Митя вдруг начинает узнавать окружающую местность, наполняется трепетным волнением. За тем вон сосняком пойдет молодой березняк, небольшие, празднично красивые три или четыре рощицы, за ними — широкая поляна, на которой шоферы лесной школы учились ездить на газогенераторных машинах. Поляна впритык прилегает к песчаной проезжей дороге из местечка, которая ведет в Громы. За ней — островки молодого сосняка и железная дорога.
Тут, в знакомых до боли местах, прошло Митино детство. Не только детство. Когда подрос, возмужал, он еще охотнее бродил по лесу. Малыши собирали ягоды, а он с середины лета ходил за грибами, блуждая по лесу до поздней голой осени.
Мите сейчас восемнадцать. Значит, уже лет десять знает он этот лес. Жил в будке, в одиночестве. Друзей-грибников у него не было, и поэтому лес как бы научил его думать и мечтать. Куда не залетали его мысли под шум высоченных, мохнатых сосен, на этих вот розовых вересковых просторах! О войне, о том, что придется ходить по родному лесу с винтовкой, он в те далекие безоблачные дни не думал. В жизни, наверное, так и бывает приходится делать то, о чем совсем не думаешь.

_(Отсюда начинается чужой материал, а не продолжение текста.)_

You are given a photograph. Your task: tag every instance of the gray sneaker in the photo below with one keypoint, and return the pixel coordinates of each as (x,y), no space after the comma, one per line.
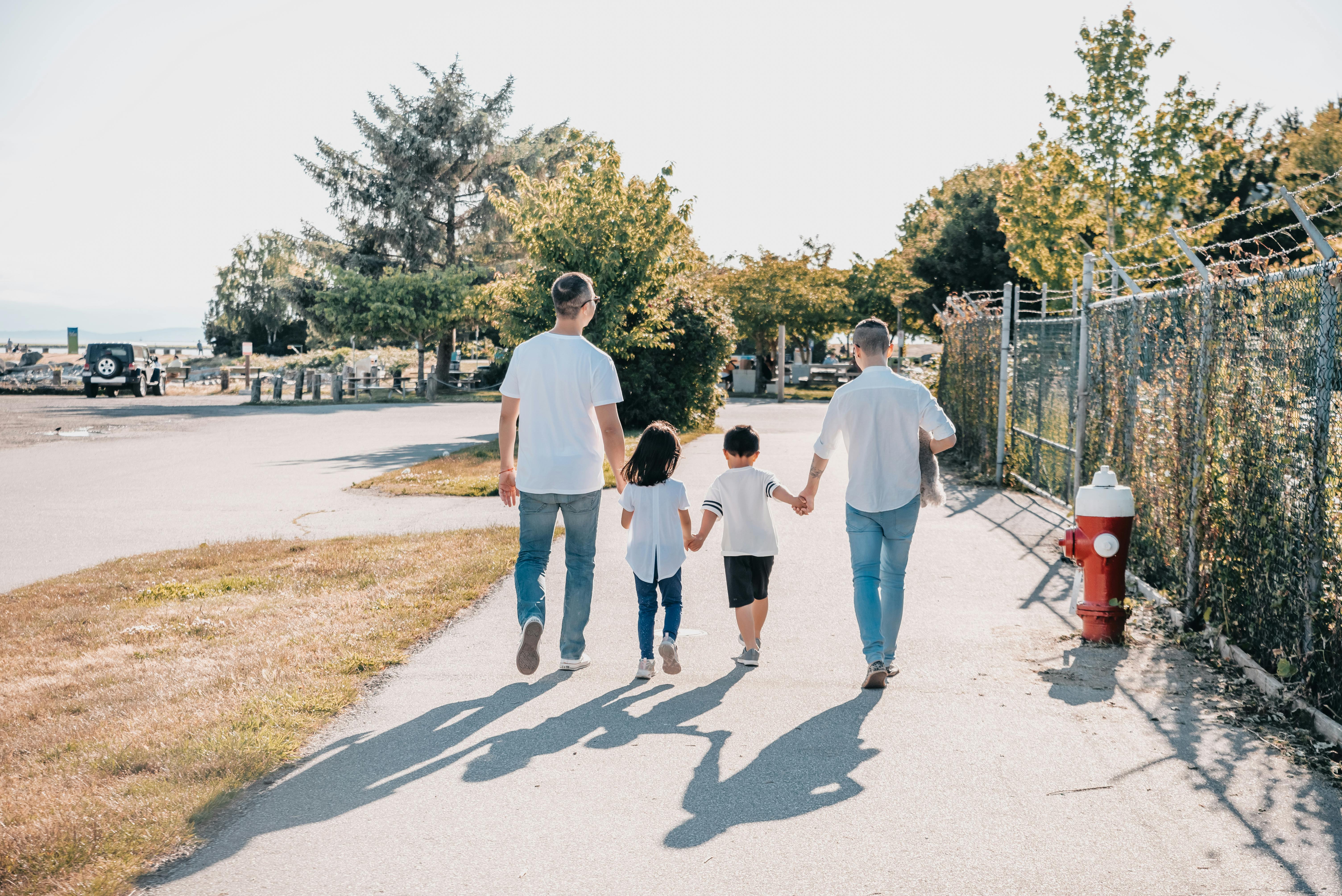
(528,654)
(876,675)
(670,655)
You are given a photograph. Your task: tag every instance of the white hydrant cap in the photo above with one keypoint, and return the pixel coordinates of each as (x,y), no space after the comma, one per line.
(1105,497)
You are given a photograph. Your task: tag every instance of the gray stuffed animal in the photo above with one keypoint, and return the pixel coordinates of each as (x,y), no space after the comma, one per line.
(931,492)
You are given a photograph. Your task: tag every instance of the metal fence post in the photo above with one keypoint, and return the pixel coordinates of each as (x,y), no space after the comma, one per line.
(1002,380)
(1082,372)
(1192,567)
(1322,396)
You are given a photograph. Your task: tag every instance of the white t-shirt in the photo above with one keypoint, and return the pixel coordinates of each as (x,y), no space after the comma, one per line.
(741,498)
(655,534)
(878,416)
(561,382)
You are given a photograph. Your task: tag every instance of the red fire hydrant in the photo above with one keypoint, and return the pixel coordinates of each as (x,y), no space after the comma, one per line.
(1100,546)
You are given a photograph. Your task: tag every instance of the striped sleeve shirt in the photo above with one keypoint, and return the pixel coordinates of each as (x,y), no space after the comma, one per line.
(741,498)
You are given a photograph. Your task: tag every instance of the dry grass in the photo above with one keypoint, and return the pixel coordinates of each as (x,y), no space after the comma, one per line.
(474,473)
(139,695)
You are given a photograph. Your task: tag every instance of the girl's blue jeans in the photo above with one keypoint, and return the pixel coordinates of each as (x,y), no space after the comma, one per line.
(880,545)
(649,608)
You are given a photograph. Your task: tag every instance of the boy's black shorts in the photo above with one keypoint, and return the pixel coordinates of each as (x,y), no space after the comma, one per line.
(748,580)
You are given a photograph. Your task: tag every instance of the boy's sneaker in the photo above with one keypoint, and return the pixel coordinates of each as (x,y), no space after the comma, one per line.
(528,654)
(670,655)
(748,658)
(574,666)
(876,675)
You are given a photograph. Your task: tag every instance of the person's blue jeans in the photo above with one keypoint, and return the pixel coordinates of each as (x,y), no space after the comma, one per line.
(647,593)
(880,545)
(537,533)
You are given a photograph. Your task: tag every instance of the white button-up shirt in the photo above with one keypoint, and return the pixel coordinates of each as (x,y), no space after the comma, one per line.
(657,541)
(880,415)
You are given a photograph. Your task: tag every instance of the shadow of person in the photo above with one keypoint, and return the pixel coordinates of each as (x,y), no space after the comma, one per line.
(515,750)
(1089,675)
(804,770)
(359,770)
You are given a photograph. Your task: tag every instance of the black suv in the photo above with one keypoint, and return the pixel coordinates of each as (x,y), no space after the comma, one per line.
(123,365)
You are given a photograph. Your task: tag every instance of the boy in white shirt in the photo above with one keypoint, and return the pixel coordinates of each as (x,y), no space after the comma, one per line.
(741,498)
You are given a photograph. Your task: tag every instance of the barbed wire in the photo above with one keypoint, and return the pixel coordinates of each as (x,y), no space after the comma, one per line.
(1194,229)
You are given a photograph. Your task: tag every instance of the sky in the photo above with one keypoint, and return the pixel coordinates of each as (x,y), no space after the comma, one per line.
(140,140)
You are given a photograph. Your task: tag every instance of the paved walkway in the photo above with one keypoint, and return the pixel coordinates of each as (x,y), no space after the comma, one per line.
(458,776)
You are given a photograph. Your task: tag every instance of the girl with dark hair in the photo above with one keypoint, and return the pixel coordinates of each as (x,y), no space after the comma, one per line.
(654,505)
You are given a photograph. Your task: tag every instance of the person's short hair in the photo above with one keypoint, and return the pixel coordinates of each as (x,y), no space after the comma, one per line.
(571,292)
(872,336)
(741,440)
(655,457)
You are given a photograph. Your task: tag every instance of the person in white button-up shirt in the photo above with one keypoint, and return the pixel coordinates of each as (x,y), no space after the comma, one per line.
(657,513)
(878,415)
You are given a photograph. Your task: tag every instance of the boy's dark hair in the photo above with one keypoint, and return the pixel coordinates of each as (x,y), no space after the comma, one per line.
(655,457)
(741,440)
(571,292)
(872,336)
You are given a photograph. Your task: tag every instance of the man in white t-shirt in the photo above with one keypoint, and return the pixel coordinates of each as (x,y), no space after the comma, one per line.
(878,416)
(565,391)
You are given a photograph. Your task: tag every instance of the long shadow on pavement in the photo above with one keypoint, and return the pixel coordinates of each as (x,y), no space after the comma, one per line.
(804,770)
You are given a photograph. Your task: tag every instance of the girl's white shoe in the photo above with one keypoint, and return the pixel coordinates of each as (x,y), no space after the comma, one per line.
(670,655)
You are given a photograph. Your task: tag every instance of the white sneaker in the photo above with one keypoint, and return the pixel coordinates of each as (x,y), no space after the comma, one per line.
(670,655)
(528,652)
(574,666)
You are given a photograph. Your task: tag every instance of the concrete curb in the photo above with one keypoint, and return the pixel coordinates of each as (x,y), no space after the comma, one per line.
(1269,685)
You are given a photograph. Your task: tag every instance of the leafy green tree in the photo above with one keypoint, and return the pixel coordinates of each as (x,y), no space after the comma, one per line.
(1121,172)
(421,198)
(800,292)
(262,289)
(951,242)
(399,306)
(631,238)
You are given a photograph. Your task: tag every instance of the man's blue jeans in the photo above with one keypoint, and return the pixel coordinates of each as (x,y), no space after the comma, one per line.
(537,533)
(880,545)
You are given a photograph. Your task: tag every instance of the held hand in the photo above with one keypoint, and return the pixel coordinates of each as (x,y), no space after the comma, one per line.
(508,487)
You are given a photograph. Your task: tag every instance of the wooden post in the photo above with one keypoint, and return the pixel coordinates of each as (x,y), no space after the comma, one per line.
(900,340)
(1002,380)
(1082,373)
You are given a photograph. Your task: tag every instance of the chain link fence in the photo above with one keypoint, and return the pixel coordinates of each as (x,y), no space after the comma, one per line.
(1215,403)
(968,386)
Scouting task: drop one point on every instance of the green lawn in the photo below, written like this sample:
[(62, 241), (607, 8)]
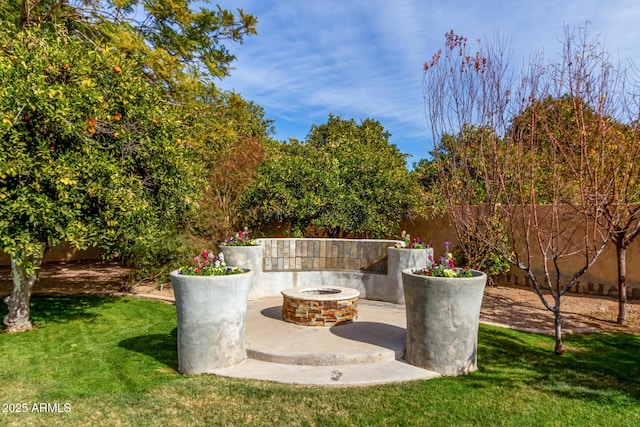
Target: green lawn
[(113, 361)]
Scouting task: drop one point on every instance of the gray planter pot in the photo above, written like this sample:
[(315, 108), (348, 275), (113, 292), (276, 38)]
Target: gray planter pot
[(247, 257), (443, 316), (401, 259), (211, 313)]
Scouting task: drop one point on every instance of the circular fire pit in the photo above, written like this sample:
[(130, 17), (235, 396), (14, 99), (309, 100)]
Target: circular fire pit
[(320, 306)]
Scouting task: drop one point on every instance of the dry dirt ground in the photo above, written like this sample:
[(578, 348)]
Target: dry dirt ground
[(517, 308)]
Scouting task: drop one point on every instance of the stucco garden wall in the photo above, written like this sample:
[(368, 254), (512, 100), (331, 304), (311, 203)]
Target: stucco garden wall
[(601, 279)]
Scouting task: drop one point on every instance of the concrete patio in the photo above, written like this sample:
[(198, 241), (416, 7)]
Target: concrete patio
[(367, 351)]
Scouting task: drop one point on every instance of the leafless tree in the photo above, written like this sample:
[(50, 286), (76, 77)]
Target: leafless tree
[(535, 147)]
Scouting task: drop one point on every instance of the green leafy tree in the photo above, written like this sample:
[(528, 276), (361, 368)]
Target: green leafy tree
[(345, 178), (91, 154)]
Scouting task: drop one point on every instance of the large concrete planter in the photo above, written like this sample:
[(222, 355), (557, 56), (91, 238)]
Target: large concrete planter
[(443, 316), (401, 259), (247, 257), (211, 313)]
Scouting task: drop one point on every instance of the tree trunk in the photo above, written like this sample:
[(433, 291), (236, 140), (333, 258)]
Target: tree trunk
[(24, 275), (558, 330), (621, 251)]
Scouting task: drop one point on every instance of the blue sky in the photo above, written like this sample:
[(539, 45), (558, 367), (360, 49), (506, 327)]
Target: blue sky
[(363, 58)]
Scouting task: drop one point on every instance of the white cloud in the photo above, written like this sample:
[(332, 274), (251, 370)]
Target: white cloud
[(364, 59)]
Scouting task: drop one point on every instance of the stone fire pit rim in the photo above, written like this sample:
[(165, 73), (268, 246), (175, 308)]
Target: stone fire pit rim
[(306, 293)]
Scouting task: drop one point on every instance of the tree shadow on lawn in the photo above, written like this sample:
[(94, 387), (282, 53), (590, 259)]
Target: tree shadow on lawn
[(162, 347), (61, 309), (594, 366)]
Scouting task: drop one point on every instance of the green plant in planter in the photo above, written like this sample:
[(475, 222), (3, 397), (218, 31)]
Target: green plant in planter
[(408, 243), (241, 238), (206, 265), (446, 267)]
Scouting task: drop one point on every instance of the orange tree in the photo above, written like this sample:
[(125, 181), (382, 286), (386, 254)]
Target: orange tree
[(90, 153)]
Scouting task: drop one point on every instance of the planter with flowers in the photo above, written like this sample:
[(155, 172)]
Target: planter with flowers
[(211, 306), (243, 251), (405, 254), (443, 314)]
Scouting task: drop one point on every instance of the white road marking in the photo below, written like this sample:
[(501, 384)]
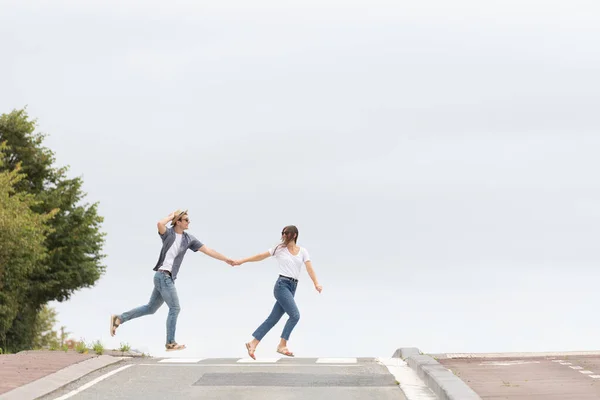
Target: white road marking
[(258, 360), (523, 354), (181, 360), (503, 363), (408, 380), (92, 383), (336, 361), (254, 364)]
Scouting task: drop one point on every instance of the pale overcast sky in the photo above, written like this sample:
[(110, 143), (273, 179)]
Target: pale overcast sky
[(439, 158)]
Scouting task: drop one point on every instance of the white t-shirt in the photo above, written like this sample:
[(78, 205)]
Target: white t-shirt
[(172, 253), (289, 264)]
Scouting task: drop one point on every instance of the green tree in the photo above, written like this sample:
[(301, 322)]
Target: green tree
[(74, 243), (22, 250)]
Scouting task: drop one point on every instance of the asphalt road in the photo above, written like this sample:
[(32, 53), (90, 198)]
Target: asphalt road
[(525, 377), (289, 378)]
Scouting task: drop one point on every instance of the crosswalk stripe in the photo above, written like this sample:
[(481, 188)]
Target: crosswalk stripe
[(181, 360), (348, 360), (258, 360)]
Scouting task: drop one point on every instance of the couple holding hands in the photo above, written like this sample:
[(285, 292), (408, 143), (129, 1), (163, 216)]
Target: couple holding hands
[(290, 258)]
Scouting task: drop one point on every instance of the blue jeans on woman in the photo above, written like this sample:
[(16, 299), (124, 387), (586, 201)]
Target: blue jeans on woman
[(284, 292), (164, 292)]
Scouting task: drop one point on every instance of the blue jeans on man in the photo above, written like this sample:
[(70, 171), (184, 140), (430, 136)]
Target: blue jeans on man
[(164, 292)]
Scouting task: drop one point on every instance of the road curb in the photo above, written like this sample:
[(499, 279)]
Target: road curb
[(55, 381), (438, 378)]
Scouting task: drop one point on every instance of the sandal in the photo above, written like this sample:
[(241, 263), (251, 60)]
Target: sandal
[(113, 325), (174, 346), (285, 351), (250, 351)]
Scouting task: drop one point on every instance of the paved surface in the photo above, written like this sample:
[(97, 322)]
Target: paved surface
[(19, 369), (289, 378), (529, 376)]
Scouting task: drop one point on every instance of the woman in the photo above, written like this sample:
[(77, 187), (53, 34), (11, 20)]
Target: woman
[(290, 258)]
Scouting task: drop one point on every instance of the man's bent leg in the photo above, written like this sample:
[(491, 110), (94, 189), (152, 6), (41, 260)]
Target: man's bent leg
[(156, 300), (169, 294)]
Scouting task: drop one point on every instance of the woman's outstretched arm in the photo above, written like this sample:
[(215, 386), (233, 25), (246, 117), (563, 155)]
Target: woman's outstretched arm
[(313, 276), (258, 257)]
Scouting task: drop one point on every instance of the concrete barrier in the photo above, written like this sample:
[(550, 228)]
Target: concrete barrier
[(439, 379)]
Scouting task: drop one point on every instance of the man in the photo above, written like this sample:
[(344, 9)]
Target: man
[(175, 244)]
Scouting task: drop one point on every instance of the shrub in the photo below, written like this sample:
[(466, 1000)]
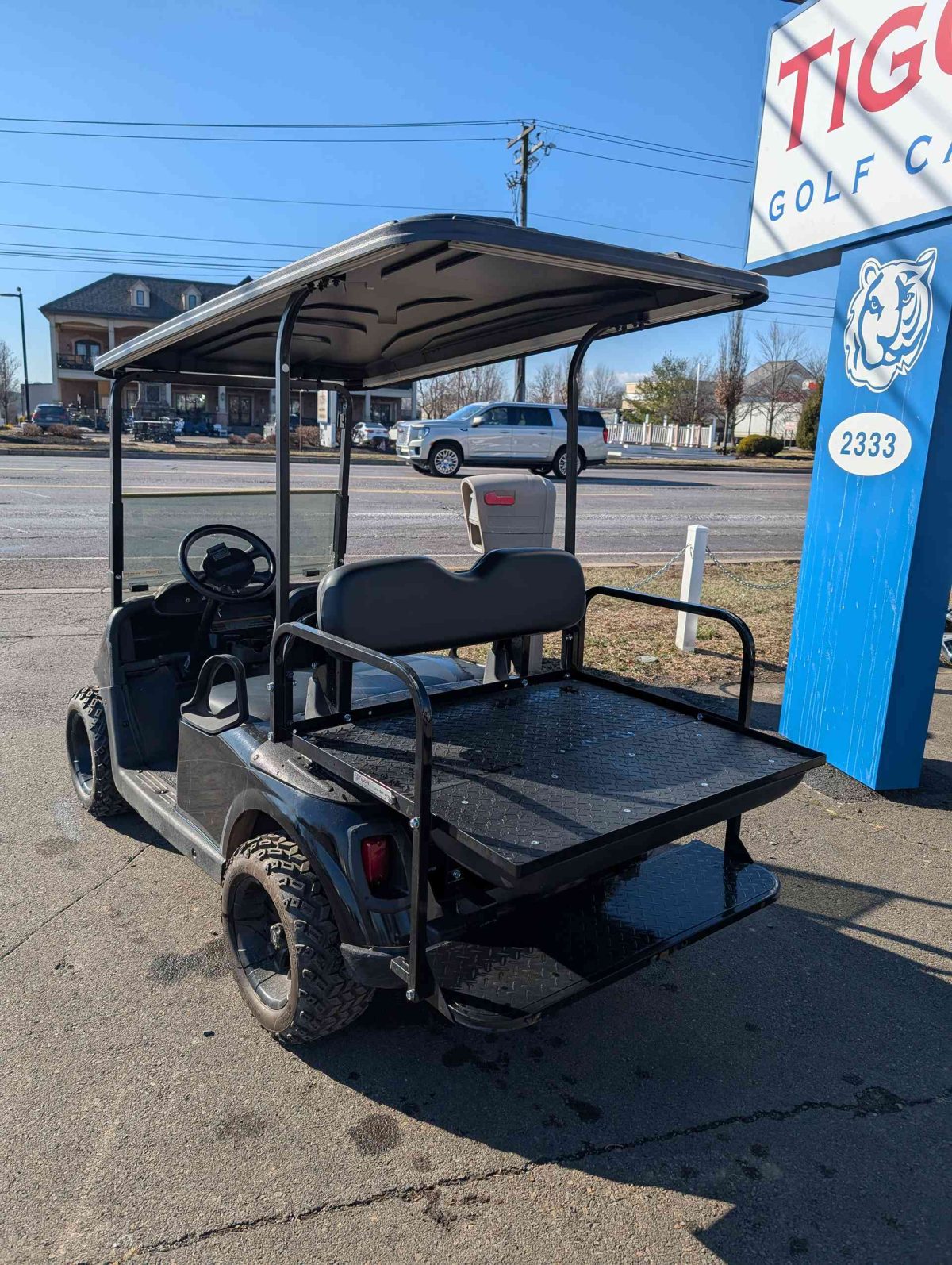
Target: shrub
[(809, 421), (309, 436), (760, 445)]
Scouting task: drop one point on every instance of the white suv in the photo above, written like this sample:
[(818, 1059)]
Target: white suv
[(502, 433)]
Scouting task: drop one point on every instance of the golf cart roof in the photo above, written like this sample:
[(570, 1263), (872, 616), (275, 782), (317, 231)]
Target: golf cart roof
[(430, 295)]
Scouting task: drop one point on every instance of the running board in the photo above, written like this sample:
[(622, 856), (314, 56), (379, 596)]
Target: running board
[(155, 800), (553, 953)]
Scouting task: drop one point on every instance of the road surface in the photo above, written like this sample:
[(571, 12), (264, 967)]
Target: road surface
[(55, 510)]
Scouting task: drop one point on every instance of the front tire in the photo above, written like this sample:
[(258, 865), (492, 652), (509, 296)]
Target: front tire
[(445, 461), (283, 944), (90, 762)]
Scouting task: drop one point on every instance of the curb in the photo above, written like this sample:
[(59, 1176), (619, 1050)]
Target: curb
[(649, 463), (183, 455)]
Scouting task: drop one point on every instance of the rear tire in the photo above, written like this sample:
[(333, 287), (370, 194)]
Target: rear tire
[(283, 944), (560, 467), (445, 461), (87, 748)]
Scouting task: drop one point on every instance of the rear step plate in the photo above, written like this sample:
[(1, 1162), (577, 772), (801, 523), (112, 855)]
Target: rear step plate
[(560, 948)]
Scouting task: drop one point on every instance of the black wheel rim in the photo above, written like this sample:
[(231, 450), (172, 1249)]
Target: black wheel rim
[(80, 749), (445, 461), (259, 943)]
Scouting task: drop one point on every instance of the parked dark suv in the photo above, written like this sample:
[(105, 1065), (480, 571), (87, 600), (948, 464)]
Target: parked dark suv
[(48, 414)]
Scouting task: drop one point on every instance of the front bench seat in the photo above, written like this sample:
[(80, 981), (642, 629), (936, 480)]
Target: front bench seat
[(436, 672), (407, 606)]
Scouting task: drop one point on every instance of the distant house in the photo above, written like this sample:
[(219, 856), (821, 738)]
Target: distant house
[(773, 400), (96, 317)]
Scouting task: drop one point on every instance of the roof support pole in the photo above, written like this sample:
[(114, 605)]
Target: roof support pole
[(282, 452), (115, 487), (345, 426), (572, 438)]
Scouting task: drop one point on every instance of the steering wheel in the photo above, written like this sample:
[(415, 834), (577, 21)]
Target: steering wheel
[(228, 573)]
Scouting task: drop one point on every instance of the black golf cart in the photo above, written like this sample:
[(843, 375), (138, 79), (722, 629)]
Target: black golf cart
[(381, 811)]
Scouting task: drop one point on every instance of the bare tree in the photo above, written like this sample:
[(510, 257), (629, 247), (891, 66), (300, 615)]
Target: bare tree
[(439, 398), (669, 390), (779, 381), (816, 364), (9, 391), (603, 389), (547, 383), (731, 372)]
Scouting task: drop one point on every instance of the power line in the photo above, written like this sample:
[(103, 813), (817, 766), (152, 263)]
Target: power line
[(631, 162), (239, 198), (161, 236), (270, 127), (377, 206), (255, 140), (789, 294), (620, 228), (53, 251), (653, 146), (149, 255)]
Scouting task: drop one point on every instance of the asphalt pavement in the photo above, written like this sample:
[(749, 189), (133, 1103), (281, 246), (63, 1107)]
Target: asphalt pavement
[(53, 511), (777, 1092)]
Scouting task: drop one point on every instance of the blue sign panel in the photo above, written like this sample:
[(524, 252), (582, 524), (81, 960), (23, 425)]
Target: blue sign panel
[(877, 552)]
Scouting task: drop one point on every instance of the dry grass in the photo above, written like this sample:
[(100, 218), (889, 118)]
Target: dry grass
[(637, 641)]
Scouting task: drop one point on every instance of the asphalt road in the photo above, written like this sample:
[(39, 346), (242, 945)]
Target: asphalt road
[(56, 509), (777, 1092)]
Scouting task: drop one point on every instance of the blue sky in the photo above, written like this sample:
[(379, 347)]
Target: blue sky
[(685, 74)]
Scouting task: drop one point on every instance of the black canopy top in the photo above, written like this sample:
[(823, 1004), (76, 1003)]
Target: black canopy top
[(430, 295)]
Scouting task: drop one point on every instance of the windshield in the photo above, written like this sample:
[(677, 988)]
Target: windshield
[(155, 523), (468, 410)]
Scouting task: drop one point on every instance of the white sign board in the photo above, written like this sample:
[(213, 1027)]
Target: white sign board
[(856, 134)]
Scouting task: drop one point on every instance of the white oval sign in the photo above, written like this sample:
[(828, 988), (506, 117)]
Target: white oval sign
[(870, 443)]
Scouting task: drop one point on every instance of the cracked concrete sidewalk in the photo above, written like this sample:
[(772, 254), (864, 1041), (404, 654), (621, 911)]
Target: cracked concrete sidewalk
[(777, 1092)]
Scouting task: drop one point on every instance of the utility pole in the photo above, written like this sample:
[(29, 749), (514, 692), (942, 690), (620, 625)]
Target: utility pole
[(525, 162), (23, 336)]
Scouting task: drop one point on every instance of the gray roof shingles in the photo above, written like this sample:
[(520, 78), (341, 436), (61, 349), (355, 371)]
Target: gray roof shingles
[(112, 296)]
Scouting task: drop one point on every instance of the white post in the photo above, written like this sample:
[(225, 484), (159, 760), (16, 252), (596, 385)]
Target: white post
[(692, 579)]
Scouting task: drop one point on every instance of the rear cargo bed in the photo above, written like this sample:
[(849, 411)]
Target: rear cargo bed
[(562, 777)]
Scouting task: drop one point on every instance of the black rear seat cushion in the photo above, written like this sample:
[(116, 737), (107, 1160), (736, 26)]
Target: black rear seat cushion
[(404, 605)]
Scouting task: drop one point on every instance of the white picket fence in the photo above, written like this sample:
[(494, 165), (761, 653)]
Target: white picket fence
[(660, 434)]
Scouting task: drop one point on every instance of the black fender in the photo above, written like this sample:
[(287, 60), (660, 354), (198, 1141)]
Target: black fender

Молодой березняк колонна оставляет справа. Бригаде, видимо, выделен участок между Птаховой и Дроздовой будками. Фактически под самым местечком. Скоро будет песчаный пригорок, где в первую осень немцы расстреливали евреев, за пригорком — заросшее осокой болотце с чахлыми сосенками. Дальше — как пойдут, если возьмут вправо, ближе к железной дороге, — встанет гряда смешанного, преимущественно лиственного леса; если левее, в обход болотца, — до самого поля будут сосны и вереск.
Между тем объявляется привал. Митя ложится на вереск. Лобик падает рядом. Он совсем изнемог. В бабкином кожушке взмок, вспотел, как птица в жару ртом хватает воздух. Ничего удивительного — отмахали верст двадцать.
Солнце вот-вот зайдет. Тут, в лесу, свет его красноватый, непривычный, как бы зловещий.
— Знаешь, куда пришли? — спрашивает Митя у Ивана.
— Знаю, — Лобик безразличен. — Могут всыпать по десятое число.